Fat crumbles under heavier issues

The summer catalog for Lane Bryant came in the mail yesterday and I sat on my tan futon and prepared to get shop happy.

My mother always told me that the catalog was a great place to find lightweight gear for sunshine, work or play.

But when I peeled apart the thin leaflet pages, my smile shattered and drifted down to the floor.

Muumuus in black, pink and green, shapeless shirts, slacks with elastic bands around the waist and Orthopedic sandals.

I felt like I weighed 900 pounds just looking at it.

Just in time for the pools, sun and beaches it seems that every news organization has released its annual report on obesity and health risks.

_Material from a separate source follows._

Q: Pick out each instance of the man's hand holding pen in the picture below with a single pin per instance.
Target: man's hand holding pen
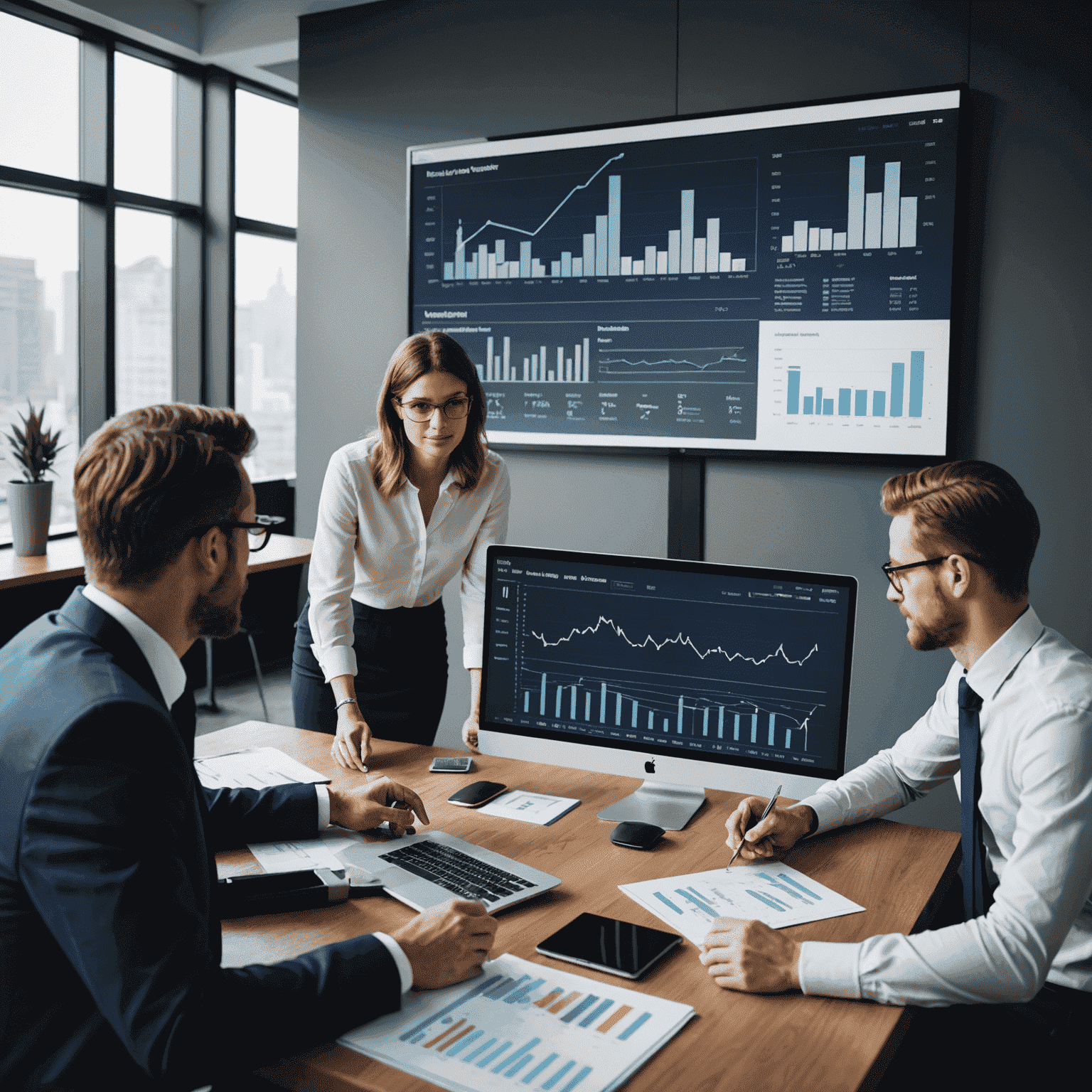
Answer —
(774, 835)
(749, 956)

Charts and diagrams of body mass index and what is considered obese bombard the pages, constantly reminding fat people like myself that this just isn’t our season.

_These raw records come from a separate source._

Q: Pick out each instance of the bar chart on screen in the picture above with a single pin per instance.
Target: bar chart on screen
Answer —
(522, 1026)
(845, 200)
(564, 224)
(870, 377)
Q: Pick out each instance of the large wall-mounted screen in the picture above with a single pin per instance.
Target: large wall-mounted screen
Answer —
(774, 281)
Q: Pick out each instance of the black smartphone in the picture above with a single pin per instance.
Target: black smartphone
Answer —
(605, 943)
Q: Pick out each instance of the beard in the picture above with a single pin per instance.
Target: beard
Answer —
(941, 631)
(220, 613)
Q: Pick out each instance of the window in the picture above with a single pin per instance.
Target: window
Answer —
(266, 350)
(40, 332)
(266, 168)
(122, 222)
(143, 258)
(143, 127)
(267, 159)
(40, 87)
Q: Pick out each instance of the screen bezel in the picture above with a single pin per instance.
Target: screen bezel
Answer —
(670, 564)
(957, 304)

Sure, in the winter you have your annual get-in-shape-for-the-summer push by media outlets.

But we have to let out a collective sigh of anguish when the first patch of grass pokes up through the barren earth, because the ridicule and lectures are coming.

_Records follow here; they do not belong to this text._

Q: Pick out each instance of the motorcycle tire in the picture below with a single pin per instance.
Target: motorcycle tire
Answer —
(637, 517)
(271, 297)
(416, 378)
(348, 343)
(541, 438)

In an April 5 article in The New York Times titled “More Children and Men Getting Fat,” the Times revealed that “The obesity rate among women – who at 33 percent are heavier as a group – held steady.”

I can say little more than thanks to the Times for being Captain Obvious.

We must ask ourselves what exactly is accomplished in coverage like this.

Certainly obese people are aware, if not by constant taunting and teasing, then at least by self-comparison to the media’s images of beauty.

Surely thin and healthy people cannot be concerned with the obesity of others. So what purpose does this article serve?

It’s just a swift kick to the downtrodden.

I know that by conventional standards, I can never be attractive.

I’m starting to believe that I can’t own any attractive clothing.

And now it’s being made obvious to me at my most self-conscious time of the year that if I don’t haul my rig into the gym soon – I’m going to die.

Certainly, the health trends of Americans must be reported to the public.

But does obesity always have to be referred to as if it were an epidemic?

Most obese people are well aware of the health risks and are making their decisions according to their lifestyles.

It’s bad enough we can’t find anything to wear; we don’t need you telling us we’re fat all the time.

Why can’t you give this kind of attention to pressing and under-covered issues such as, say, world hunger?

Robbyn Mitchell is a junior newspaper journalism student from Washington.